SUMMARY ORDER
Movant, Jewish People for the Betterment of Westhampton Beach, (a.k.a. Jewish People Opposed to the Eruv, hereinafter “JPOE”) appeals from an order denying its motion to intervene in two separate suits in the United States District Court for the Eastern District of New York.
*52The East End Eruv Association (“EEEA”) seeks to build an “eruv,” a symbolic Jewish enclosure, in several Long Island communities. To this end, EEEA contracted with Verizon New York, Inc., the local phone company, and Long Island Power Authority (“LIPA”), the local power company, for the right to use their utility poles and public rights of way in the erection of the eruv. Several municipalities in which the eruv is to be located then threatened action against Verizon and LIPA pursuant to various local ordinances.

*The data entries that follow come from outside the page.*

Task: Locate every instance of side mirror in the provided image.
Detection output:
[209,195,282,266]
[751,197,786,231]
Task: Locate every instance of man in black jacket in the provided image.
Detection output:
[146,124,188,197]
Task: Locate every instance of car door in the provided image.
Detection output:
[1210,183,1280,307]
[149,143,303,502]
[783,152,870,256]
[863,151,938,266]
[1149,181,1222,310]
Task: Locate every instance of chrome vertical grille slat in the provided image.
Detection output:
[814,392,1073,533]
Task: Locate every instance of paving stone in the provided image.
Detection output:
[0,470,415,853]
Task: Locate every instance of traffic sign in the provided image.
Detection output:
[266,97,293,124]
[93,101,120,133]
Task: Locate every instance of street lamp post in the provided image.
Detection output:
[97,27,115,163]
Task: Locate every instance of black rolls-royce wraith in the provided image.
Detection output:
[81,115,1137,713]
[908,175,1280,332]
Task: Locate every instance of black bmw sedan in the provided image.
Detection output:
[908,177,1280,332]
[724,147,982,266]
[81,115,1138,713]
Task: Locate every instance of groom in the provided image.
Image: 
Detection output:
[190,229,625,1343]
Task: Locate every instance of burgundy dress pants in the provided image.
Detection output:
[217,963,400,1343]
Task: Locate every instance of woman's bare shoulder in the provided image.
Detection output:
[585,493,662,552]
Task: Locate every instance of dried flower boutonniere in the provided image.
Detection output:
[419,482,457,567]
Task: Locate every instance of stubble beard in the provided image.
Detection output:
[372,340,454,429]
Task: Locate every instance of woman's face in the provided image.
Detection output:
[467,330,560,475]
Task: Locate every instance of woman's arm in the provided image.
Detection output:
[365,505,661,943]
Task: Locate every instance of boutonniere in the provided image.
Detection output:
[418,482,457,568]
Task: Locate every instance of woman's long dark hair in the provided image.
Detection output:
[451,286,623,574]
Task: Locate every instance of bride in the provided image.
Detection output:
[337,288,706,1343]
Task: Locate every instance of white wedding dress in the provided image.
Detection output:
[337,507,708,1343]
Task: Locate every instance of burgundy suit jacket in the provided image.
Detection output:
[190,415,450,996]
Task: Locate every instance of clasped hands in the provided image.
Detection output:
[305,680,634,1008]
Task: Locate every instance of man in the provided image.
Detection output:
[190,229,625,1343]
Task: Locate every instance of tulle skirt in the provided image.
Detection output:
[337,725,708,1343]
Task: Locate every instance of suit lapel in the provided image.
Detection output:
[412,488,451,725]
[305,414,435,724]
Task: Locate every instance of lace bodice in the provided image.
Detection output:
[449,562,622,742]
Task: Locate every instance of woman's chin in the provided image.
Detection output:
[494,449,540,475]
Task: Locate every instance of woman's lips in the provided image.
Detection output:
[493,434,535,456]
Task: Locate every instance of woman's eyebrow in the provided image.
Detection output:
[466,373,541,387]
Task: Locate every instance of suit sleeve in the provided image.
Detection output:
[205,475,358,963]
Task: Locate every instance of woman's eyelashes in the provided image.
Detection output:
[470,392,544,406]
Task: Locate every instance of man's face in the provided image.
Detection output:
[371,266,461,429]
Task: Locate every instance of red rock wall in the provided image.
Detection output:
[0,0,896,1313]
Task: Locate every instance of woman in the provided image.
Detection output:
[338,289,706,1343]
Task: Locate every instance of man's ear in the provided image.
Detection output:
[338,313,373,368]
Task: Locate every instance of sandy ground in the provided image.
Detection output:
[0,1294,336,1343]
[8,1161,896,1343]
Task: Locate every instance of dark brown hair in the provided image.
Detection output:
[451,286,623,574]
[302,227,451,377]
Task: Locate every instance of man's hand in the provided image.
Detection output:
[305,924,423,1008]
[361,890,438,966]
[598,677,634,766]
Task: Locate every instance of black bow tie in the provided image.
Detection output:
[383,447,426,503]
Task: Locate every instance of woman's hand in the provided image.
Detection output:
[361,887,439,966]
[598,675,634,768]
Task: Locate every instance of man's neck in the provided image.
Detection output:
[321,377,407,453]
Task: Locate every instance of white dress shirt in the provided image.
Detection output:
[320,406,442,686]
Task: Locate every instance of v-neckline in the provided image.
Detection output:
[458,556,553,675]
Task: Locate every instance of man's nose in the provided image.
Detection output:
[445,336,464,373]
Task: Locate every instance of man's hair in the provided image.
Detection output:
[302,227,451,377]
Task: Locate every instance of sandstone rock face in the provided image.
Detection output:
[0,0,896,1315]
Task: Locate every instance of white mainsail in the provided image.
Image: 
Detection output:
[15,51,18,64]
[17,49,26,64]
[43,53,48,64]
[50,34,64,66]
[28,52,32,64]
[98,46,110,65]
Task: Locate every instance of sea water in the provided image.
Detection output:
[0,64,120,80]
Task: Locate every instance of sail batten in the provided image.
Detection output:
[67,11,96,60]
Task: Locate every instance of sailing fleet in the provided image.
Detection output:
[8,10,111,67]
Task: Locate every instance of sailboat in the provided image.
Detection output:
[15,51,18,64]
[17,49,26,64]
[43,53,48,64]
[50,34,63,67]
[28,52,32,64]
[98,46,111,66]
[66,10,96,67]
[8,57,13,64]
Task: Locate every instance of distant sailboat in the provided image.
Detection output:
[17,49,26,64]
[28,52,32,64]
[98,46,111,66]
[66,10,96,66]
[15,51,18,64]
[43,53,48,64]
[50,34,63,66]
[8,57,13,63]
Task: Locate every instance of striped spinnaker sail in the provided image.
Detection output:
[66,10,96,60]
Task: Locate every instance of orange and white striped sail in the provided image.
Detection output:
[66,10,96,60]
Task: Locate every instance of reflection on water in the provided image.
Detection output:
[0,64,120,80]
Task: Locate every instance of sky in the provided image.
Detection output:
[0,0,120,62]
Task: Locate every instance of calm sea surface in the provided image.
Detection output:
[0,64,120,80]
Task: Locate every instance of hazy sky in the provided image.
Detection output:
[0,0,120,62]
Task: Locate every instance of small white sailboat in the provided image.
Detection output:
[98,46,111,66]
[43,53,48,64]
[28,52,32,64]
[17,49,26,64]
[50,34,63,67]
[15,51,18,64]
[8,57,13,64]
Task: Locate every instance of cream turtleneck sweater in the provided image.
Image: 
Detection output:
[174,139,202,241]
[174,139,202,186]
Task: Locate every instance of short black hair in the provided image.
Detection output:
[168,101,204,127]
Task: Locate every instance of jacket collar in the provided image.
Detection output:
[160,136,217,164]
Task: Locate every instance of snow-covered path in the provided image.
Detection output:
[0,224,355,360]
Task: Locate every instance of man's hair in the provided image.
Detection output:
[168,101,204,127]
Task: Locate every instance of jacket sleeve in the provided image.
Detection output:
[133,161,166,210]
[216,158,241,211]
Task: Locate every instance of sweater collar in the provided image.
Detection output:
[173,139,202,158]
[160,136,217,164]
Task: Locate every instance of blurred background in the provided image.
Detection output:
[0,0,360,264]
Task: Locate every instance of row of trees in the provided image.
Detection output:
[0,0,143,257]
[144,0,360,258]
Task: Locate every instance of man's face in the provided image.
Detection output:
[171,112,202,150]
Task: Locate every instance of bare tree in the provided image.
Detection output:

Subsequently, EEEA sued the municipalities alleging, inter alia, that their attempt to block the eruv violated the Free Exercise Clause. Verizon and LIPA also sued the municipalities seeking a declaratory judgment resolving their conflicting obligations to the municipalities and EEEA. The municipalities answered, and have argued that the enforcement of their ordinances does not violate EEEA’s Free Exercise rights, but that the eruv’s presence on public rights of way would violate the Establishment Clause. JPOE has now moved to intervene as a defendant in both actions, seeking to assert the same Establishment Clause argument. Following briefing and a short oral hearing, the district court denied JPOE’s motion from the bench and confirmed its ruling in a docket entry. JPOE now appeals this order.
The record makes clear several reasons for the district court’s ruling. We are free to affirm based on any of these. See Beal v. Stern, 184 F.3d 117, 122 (2d Cir.1999). Among these justifications for the denial of JPOE’s motion is that JPOE and the municipal defendants make the same arguments and have the same objective. “Where there is an identity of interest, as here, [between a current party to the litigation and the intervenor] the [intervenor] must rebut the presumption of adequate representation by the party already in the action.” Butler, Fitzgerald & Potter v. Sequa Corp., 250 F.3d 171, 179-80 (2d Cir.2001). Since JPOE has failed to show why the municipal defendants do not adequately represent any interest it may have in the case, we affirm.
For the reasons stated above, the order of the district court is AFFIRMED with costs to all appellees.